2005 book by Jose Canseco

Juiced: Wild Times, Rampant 'Roids, Smash Hits & How Baseball Got Big is a 2005 book by Jose Canseco and his personal account of steroid usage in Major League Baseball. The book is autobiographical, and it focuses on Canseco's days as a major leaguer, his marriages, his daughter, and off-field incidents including his barroom brawl in 2001. The book deals primarily with anabolic steroids, drawing upon the personal experiences of Canseco. He takes personal credit for introducing steroids to baseball and names former teammates Mark McGwire, Juan González, Rafael Palmeiro, Iván Rodríguez, and Jason Giambi as fellow steroid users. He also believes he was blackballed by baseball when Bud Selig decided that the league needed to be cleaned up.

One of Juiceds central precepts is that steroid use is not in and of itself a bad thing, as long as the person is being monitored by a physician and the dosages are small. Canseco believes that steroids can not only improve the game of baseball but also improve and lengthen lives and that more research needs to be done on the topic.
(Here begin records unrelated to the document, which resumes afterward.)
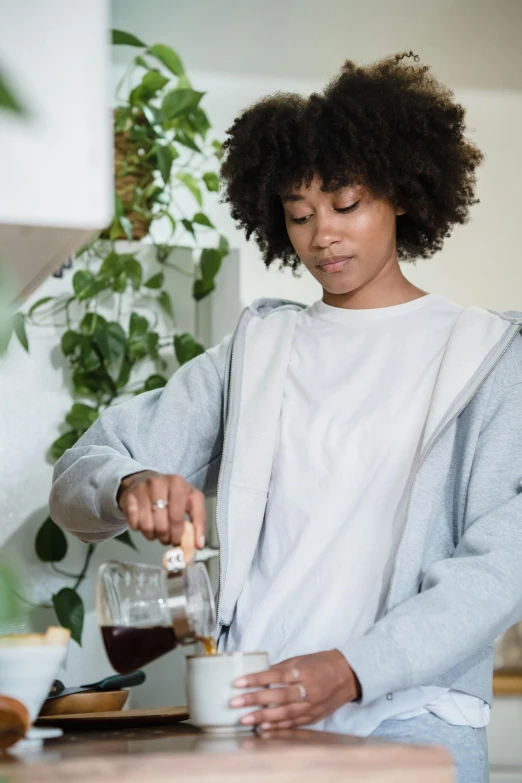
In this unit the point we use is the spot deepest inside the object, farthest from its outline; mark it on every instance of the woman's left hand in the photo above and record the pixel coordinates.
(315, 686)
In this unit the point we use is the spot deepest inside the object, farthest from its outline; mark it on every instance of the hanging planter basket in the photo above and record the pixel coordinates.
(133, 170)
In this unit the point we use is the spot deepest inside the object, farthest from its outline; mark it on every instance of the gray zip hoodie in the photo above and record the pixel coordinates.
(457, 580)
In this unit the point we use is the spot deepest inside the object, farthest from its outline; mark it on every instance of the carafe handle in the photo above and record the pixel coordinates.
(177, 558)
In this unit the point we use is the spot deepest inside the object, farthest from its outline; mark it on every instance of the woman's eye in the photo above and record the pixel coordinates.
(342, 210)
(350, 208)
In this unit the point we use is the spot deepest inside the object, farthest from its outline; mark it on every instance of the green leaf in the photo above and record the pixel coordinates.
(209, 261)
(164, 157)
(39, 303)
(177, 103)
(118, 205)
(211, 180)
(68, 606)
(119, 37)
(124, 373)
(218, 147)
(188, 225)
(69, 341)
(50, 543)
(190, 182)
(168, 57)
(127, 227)
(156, 281)
(155, 382)
(122, 119)
(187, 141)
(223, 246)
(134, 272)
(111, 266)
(171, 220)
(202, 288)
(81, 416)
(8, 99)
(120, 283)
(165, 302)
(203, 220)
(6, 332)
(138, 324)
(90, 355)
(186, 348)
(125, 538)
(111, 341)
(86, 285)
(82, 284)
(154, 81)
(90, 322)
(19, 329)
(63, 443)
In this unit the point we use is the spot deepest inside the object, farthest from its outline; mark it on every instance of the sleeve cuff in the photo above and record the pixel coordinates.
(379, 664)
(106, 489)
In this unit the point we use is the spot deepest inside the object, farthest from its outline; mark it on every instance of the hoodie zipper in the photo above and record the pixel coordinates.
(441, 433)
(225, 434)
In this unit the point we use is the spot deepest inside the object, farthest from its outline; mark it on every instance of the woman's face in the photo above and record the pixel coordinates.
(352, 230)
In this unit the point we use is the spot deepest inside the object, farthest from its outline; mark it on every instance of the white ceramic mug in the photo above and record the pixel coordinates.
(209, 684)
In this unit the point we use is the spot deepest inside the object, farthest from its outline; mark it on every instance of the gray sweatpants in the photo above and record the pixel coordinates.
(468, 746)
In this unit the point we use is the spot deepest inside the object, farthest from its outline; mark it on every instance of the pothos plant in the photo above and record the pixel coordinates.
(109, 318)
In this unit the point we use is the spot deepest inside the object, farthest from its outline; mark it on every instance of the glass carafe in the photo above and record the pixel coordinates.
(145, 611)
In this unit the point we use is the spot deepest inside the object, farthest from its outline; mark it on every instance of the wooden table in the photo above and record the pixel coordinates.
(180, 753)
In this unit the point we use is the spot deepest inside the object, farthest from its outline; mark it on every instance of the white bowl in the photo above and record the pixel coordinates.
(27, 673)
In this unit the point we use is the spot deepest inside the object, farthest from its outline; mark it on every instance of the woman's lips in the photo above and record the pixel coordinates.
(337, 263)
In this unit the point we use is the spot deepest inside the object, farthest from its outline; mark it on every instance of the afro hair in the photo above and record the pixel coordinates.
(390, 126)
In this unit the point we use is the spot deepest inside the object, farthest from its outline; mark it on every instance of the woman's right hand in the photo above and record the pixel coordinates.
(138, 493)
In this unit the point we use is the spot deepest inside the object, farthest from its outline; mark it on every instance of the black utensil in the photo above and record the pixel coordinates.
(114, 683)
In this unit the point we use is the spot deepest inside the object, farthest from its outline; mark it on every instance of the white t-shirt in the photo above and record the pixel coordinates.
(355, 403)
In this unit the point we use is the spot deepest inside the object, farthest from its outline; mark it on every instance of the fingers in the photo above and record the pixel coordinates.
(158, 489)
(288, 712)
(196, 511)
(137, 498)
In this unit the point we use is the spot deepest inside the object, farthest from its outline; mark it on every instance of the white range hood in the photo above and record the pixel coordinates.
(56, 161)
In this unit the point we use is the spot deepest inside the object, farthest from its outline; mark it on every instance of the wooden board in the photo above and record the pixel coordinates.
(117, 719)
(507, 683)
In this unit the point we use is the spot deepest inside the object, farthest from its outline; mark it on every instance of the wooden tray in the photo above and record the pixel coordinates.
(124, 719)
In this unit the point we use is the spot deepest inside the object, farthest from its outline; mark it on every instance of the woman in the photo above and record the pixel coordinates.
(366, 449)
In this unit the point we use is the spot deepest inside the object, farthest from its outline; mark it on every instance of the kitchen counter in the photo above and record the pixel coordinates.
(183, 754)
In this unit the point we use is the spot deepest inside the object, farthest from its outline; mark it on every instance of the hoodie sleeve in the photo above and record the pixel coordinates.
(176, 430)
(468, 600)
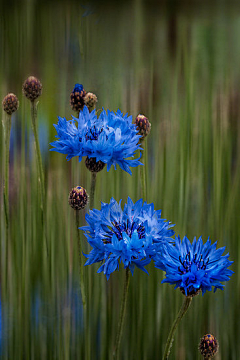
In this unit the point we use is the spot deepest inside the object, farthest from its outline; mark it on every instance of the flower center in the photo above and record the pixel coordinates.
(119, 228)
(93, 133)
(187, 262)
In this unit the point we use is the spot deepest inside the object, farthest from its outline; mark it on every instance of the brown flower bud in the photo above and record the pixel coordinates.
(10, 103)
(78, 198)
(32, 88)
(208, 346)
(143, 126)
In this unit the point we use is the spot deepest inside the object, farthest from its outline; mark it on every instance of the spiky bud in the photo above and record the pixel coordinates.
(190, 293)
(10, 103)
(208, 346)
(32, 88)
(78, 198)
(143, 126)
(90, 100)
(77, 97)
(93, 165)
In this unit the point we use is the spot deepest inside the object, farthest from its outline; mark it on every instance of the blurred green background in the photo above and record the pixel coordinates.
(179, 64)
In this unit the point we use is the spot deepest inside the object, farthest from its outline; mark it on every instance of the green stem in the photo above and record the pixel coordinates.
(80, 261)
(7, 131)
(182, 312)
(40, 167)
(143, 177)
(92, 191)
(122, 316)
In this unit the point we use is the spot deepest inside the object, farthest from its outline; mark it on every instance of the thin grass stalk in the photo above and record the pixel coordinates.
(182, 312)
(40, 168)
(122, 316)
(143, 178)
(7, 131)
(82, 287)
(92, 190)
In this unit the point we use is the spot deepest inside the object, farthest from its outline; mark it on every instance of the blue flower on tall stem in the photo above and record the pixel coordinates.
(132, 236)
(111, 138)
(194, 267)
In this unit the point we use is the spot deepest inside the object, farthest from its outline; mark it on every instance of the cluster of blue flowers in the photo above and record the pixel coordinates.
(132, 236)
(137, 234)
(111, 138)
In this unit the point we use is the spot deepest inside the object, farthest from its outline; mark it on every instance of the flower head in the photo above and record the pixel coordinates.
(143, 126)
(78, 198)
(77, 97)
(10, 103)
(32, 88)
(194, 267)
(132, 236)
(111, 138)
(90, 100)
(208, 346)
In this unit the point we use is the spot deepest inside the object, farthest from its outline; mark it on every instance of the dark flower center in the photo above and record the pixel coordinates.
(93, 133)
(187, 263)
(119, 228)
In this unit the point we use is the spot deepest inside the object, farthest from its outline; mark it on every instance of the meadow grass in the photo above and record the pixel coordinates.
(179, 67)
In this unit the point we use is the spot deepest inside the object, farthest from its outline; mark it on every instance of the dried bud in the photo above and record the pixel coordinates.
(90, 100)
(10, 103)
(190, 293)
(143, 126)
(93, 165)
(77, 97)
(78, 198)
(32, 88)
(208, 346)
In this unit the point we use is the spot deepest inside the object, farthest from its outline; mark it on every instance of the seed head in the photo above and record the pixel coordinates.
(77, 97)
(143, 126)
(208, 346)
(32, 88)
(90, 100)
(93, 165)
(191, 293)
(78, 198)
(10, 103)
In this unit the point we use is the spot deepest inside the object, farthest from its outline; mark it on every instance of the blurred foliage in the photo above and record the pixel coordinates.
(177, 63)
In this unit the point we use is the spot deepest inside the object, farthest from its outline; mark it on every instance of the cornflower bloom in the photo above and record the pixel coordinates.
(132, 236)
(111, 138)
(194, 267)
Canseco claims to discredit many of the myths regarding steroids, asserting that they do not break down a person's body if used correctly and can actually help a person recover quickly from injuries. During the A&E Network's one-hour documentary, Jose Canseco: The Last Shot, Canseco said he "regrets mentioning players [as steroid users]. I never realized this was going to blow up and hurt so many people."

==Other topics in Juiced==
- Canseco discusses his relationship with Madonna, claiming that she was infatuated with him and that he was never really interested in her.
- Canseco details his opinions on different managers, including Tony La Russa, Joe Torre, and Dusty Baker.
- Canseco claims that, when he failed his drug test in 2003, it was a setup by Major League Baseball. MLB wanted him discredited because he was "the godfather of steroids" and could be damaging to the game.
- Canseco claims that, when he was arrested for domestic violence for fighting with his first wife, the two were arguing while driving on the highway, and that he accidentally hit her car.
- Canseco discusses his life on the road relating to women.
- Although Canseco accused Roger Clemens of steroid use, he extolls Clemens' apparent marital fidelity, saying that Clemens was "one of the very few baseball players I know who never cheated on his wife." However, reports of an alleged Clemens affair with country singer Mindy McCready surfaced in 2008, followed by allegations of four other extramarital affairs.
- Canseco says that he met his second wife at a Hooters in Cleveland, Ohio.
- Canseco claims to have once run a 3.9 second 40-yard dash, which would be the fastest time ever recorded.